Could someone with an aviation background chime in on what this entails? I would think that VTOL pilot/aircraft certification would be more stricter/tighter than light aircrafts. I wonder if this move was made by the FAA being slightly concerned about the safety, though the AW609 mentioned in the (initial) part of the article is a light aircraft... which raises the question on why VTOL rules weren't applied right from the start.
Side note: why does this website restrict copying text, or even middle-button scrolling?
> which raises the question on why VTOL rules weren't applied right from the start.
I've had limited dealings with the FAA but my overall impression is they struggle to deal with change.
They don't handle medical certifications well—God help you if you take an antidepressant and want to fly a plane, they failed on the 5G-radio altimeter issue, they can't approve a leadless fuel despite having one that passes all their tests and meets their standards, and now this.

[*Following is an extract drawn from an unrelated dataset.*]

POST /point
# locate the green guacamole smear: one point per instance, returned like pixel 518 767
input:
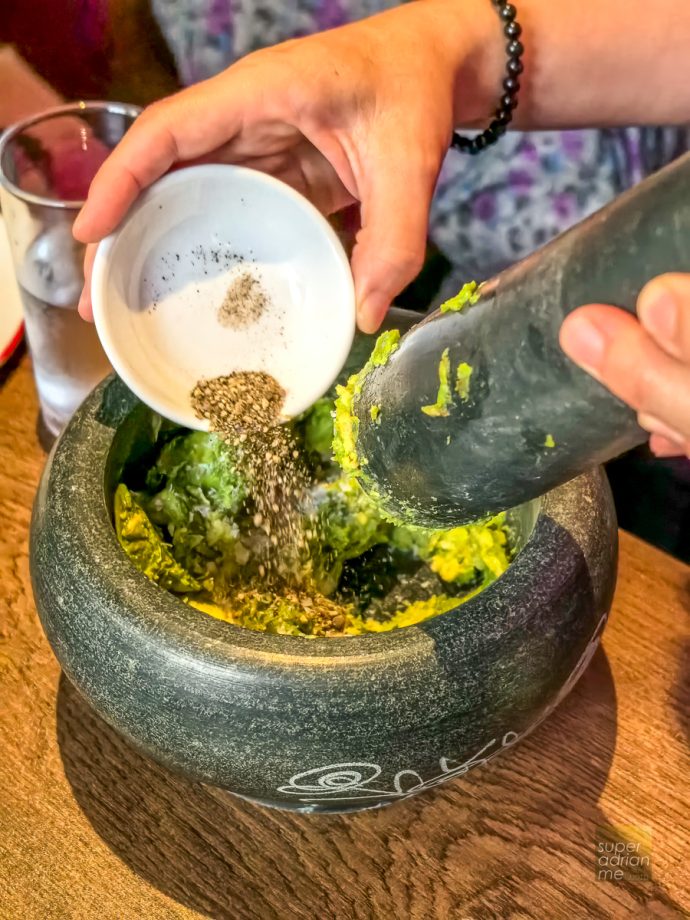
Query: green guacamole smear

I don't think that's entirely fair. Yes, they seem very conservative and often taking a punitive approach, but: https://www.greencarcongress.com/2021/07/20210728-g100ul.htm... "FAA approves first high-octane unleaded avgas", for medical certification there's now BasicMed, the new light airplane certification standards mentioned in the article are a lot less prescriptive than the old ones, and they're now working on the MOSAIC changes to make special-airworthiness certificate rules more flexible.

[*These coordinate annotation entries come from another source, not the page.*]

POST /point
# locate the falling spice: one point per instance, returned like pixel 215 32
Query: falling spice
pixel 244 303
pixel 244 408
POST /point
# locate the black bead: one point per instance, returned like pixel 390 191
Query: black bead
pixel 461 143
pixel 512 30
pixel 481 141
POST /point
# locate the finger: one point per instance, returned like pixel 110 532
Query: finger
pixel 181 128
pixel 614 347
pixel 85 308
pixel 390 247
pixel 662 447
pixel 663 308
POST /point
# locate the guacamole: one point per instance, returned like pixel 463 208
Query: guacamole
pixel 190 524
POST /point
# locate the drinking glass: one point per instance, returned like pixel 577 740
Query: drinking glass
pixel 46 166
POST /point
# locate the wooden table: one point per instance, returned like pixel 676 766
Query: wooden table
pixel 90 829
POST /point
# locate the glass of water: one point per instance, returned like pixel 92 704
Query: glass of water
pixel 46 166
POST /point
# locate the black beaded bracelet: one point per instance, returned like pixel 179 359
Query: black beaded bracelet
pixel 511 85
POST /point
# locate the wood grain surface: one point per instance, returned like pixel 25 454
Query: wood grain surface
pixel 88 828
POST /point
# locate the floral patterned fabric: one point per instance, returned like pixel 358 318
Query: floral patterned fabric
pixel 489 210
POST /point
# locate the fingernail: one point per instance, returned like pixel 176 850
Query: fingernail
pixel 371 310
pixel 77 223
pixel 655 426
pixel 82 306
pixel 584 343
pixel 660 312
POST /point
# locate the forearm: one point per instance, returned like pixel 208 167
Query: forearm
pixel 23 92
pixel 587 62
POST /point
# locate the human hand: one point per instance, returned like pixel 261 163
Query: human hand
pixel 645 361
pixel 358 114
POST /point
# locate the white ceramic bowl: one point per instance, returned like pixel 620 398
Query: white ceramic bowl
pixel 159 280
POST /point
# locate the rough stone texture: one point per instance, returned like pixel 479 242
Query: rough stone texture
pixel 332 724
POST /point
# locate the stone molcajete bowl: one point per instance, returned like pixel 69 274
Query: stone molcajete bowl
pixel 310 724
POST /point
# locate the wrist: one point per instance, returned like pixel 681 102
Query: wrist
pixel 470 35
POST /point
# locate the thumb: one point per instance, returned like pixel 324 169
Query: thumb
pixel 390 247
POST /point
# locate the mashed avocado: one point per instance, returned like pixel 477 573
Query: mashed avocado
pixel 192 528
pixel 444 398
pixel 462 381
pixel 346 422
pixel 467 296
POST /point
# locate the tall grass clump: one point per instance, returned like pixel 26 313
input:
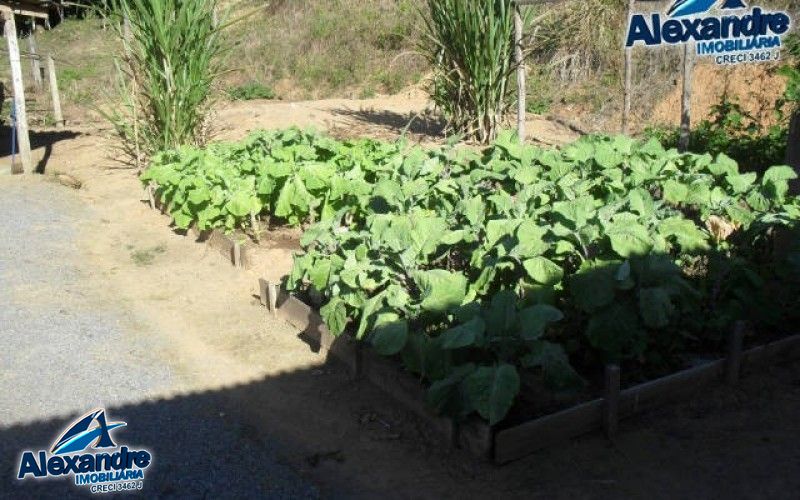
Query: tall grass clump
pixel 470 46
pixel 171 58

BasicMed came from Congress, not the FAA. And true to congressional style, it disproportionately benefits the elderly - it requires you had a valid medical within the past 10 years, which helps if age related health issues stop you from renewing, but not if you were never eligible for one in the first place.
Not true, the requirement is to ever have had a 3rd class medical. So yes, you still need to see a medical examiner once, but after that you never have to again.
And I'd argue it does not benefit the elderly, it benefits everyone. Instead of having to find and pay a hundred bucks to a medical examiner every two years I can now accomplish this by having a chat with my primary physician, which I see anyway, every four years. I think it's hugely beneficial to all recreational pilots.
But you're right in that the FAA had to be forced to do it.
So I looked this up [1] and it turns out we're both wrong - you need to have had a valid medical at some time after 2016-07-14.
That date is exactly 10 years before congress passed the Basic Med law, so when basic med was new, it was "in the last 10 years", but the law pinned it to a specific date, not a specific number of years in the past.
I deal with the FAA regularly and I agree with your overall impression. The people you deal with at the bottom/middle of the organization are incredibly reliant on existing rules/wording that when something new comes up they often seem to lack common sense.
Having ever been diagnosed with ADHD is disqualifying, as is taking any ADHD/psychotropic medication to mitigate the condition. All you can do is take a day-long battery of psych tests to demonstrate that you never had ADHD in the first place.
It’s three or four old SSRIs and that comes with with other caveats and requirements. I’m also a private pilot wannabe and the FAA situation in regard to this is bullshit. Is there a chart somewhere showing how many small planes fall out of the sky due to some dude taking his meds?
> Is there a chart somewhere showing how many small planes fall out of the sky due to some dude taking his meds?
Well, probably. The FAA is the accident investigation authority on the US, if anyone has that chart, it's them. (I know I don't have that information, but last time I worked on a safety related area (not on the US), and worked into getting a relation of causes for accidents, almost no cause had enough accidents linked to it to do any kind of analysis.)
I am personally against strict regulation for general aviation, but most of the eVTOL isn't general aviation (I'm not sure why people are lumping it there).
The major thing is that the FAA loves to approve what someone at the FAA has already previously approved. So if you have parts of the aircraft, avionics, pilot operating manual, performance values, etc that have previously been approved by the FAA then it is much easier to get them approved again because the precedent exists that it is ok. Someone else did all the heavy-lifting to get that first approval signature.
By classifying them as the relatively rare "Powered-lift" category they have created a huge bureaucratic hurdle to overcome. You've gone from thousands of approved airframes to a handful of approved airframes. You can still work through it but there isn't a precedent for them to easily point to for fast approval.
Side note: why does this website restrict copying text, or even middle-button scrolling?